The new intervention in the Cluny Museum, projected by Bernard Desmoulin architecte and located in the historic center of Paris, has consisted in the improvement of the national museum of the Middle Ages, which brings together fragments of the history of Architecture from the 1st century AD

The morphology of the new piece incorporated into the building is based on the remains of the Roman baths and provides a visitor center with a greater range of services. The project has been made to enhance the image of the museum to the maximum with the minimum impact.
The Bernard Desmoulin architecte approach has been based on an fragmented volumetry that reduces the impact of perspective and allows one to perceive the original volumes and the global language of the Cluny museum. The search for timelessness has accompanied the architect throughout the design process.

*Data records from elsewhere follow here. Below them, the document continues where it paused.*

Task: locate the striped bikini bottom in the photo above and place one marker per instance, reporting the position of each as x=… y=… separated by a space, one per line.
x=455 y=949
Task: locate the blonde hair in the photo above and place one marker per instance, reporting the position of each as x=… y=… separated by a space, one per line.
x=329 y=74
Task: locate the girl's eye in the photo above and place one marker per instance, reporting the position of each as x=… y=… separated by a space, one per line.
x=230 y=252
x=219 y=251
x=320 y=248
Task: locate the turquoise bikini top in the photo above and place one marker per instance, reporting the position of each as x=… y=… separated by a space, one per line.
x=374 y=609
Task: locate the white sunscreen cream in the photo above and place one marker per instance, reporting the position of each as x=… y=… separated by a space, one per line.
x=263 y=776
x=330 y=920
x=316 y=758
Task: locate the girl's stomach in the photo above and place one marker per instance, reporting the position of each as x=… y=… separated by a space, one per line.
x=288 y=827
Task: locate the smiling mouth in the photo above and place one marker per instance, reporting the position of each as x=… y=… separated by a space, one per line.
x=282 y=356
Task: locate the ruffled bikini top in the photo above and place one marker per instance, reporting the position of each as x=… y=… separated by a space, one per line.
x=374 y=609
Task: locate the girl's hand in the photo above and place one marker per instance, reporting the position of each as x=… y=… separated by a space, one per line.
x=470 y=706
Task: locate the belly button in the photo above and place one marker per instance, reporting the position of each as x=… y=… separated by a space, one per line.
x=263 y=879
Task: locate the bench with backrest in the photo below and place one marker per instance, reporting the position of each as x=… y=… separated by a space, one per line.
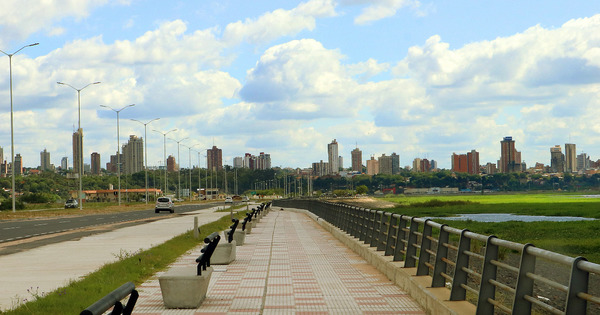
x=186 y=287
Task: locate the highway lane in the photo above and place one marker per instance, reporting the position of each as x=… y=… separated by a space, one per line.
x=13 y=230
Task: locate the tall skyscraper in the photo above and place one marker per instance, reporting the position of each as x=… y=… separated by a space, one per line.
x=214 y=159
x=133 y=154
x=510 y=158
x=77 y=150
x=570 y=158
x=45 y=164
x=372 y=166
x=18 y=167
x=64 y=163
x=96 y=165
x=171 y=164
x=356 y=160
x=333 y=157
x=557 y=159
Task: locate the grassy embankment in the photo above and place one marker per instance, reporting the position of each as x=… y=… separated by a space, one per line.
x=573 y=238
x=135 y=267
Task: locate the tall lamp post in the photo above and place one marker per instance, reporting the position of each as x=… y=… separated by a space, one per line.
x=165 y=153
x=190 y=164
x=80 y=144
x=178 y=167
x=12 y=139
x=146 y=152
x=118 y=147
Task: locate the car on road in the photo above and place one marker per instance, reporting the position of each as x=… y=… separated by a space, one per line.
x=71 y=203
x=164 y=203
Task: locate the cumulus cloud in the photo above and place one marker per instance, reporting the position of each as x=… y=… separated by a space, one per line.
x=279 y=23
x=380 y=9
x=299 y=77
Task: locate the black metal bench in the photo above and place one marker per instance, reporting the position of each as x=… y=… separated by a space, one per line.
x=204 y=259
x=114 y=299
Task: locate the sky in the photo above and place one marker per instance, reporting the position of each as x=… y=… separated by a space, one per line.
x=422 y=79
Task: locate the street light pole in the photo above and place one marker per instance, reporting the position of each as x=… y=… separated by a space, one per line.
x=165 y=154
x=118 y=147
x=178 y=167
x=80 y=144
x=12 y=139
x=146 y=152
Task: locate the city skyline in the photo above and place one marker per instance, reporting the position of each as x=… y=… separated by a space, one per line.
x=284 y=77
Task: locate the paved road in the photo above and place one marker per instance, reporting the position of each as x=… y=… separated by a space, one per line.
x=65 y=228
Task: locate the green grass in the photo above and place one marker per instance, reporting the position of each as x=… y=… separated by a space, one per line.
x=135 y=267
x=574 y=238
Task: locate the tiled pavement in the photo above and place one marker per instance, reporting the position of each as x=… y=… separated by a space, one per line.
x=289 y=265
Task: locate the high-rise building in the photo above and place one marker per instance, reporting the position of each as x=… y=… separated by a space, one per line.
x=510 y=158
x=372 y=166
x=395 y=163
x=64 y=163
x=333 y=157
x=557 y=160
x=77 y=150
x=570 y=158
x=356 y=160
x=45 y=164
x=385 y=164
x=583 y=162
x=133 y=154
x=238 y=162
x=214 y=159
x=172 y=164
x=96 y=165
x=18 y=167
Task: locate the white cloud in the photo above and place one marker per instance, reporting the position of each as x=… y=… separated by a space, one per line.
x=381 y=9
x=278 y=23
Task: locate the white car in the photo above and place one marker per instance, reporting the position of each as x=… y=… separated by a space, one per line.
x=164 y=203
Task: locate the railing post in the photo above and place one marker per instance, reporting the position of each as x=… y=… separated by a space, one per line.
x=486 y=289
x=438 y=280
x=577 y=284
x=383 y=231
x=399 y=246
x=411 y=250
x=389 y=247
x=458 y=293
x=524 y=283
x=424 y=256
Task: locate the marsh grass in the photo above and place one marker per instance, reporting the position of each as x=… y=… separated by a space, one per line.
x=136 y=267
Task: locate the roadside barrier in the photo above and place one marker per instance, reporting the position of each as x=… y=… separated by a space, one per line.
x=473 y=267
x=113 y=299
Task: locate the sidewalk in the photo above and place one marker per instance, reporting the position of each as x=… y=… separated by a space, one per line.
x=49 y=267
x=289 y=265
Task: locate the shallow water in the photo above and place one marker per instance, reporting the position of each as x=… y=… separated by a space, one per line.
x=503 y=217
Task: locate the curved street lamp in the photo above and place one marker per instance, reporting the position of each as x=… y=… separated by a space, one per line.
x=165 y=154
x=179 y=166
x=146 y=152
x=12 y=139
x=118 y=146
x=80 y=144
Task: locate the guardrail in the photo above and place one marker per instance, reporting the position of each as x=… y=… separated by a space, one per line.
x=494 y=274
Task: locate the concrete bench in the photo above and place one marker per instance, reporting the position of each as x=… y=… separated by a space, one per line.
x=186 y=287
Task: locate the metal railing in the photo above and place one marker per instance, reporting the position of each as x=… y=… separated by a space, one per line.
x=496 y=275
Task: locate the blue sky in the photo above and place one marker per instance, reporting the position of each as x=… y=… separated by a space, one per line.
x=418 y=78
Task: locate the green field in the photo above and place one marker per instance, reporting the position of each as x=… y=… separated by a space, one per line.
x=574 y=238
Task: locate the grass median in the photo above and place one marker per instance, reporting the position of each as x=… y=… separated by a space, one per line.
x=136 y=267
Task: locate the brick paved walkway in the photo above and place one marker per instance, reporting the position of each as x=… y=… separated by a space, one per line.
x=289 y=265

The three facades are decorated with large flat surfaces of metallic guipure, with a lace-like motif made of carved stone. In the streets of Sommerard, where the main entrance is located, the geometric treatment of the façade changes and contracts.
 

Description of project by Bernard Desmoulin architecte

Located in the historical centre of Paris, Cluny Museum is the museum of the Middle Ages and thermal baths, and gathers fragments of an history of Architecture that begins at the first century AD. The last piece added to the composition dates from the 21st century. The old entrance of the museum was inadequate to the intended restructuration of the museographic spaces and to properly welcome all kind of public. This new visitor centre therefore provides services and comfort naturally expected from such an important National Museum. 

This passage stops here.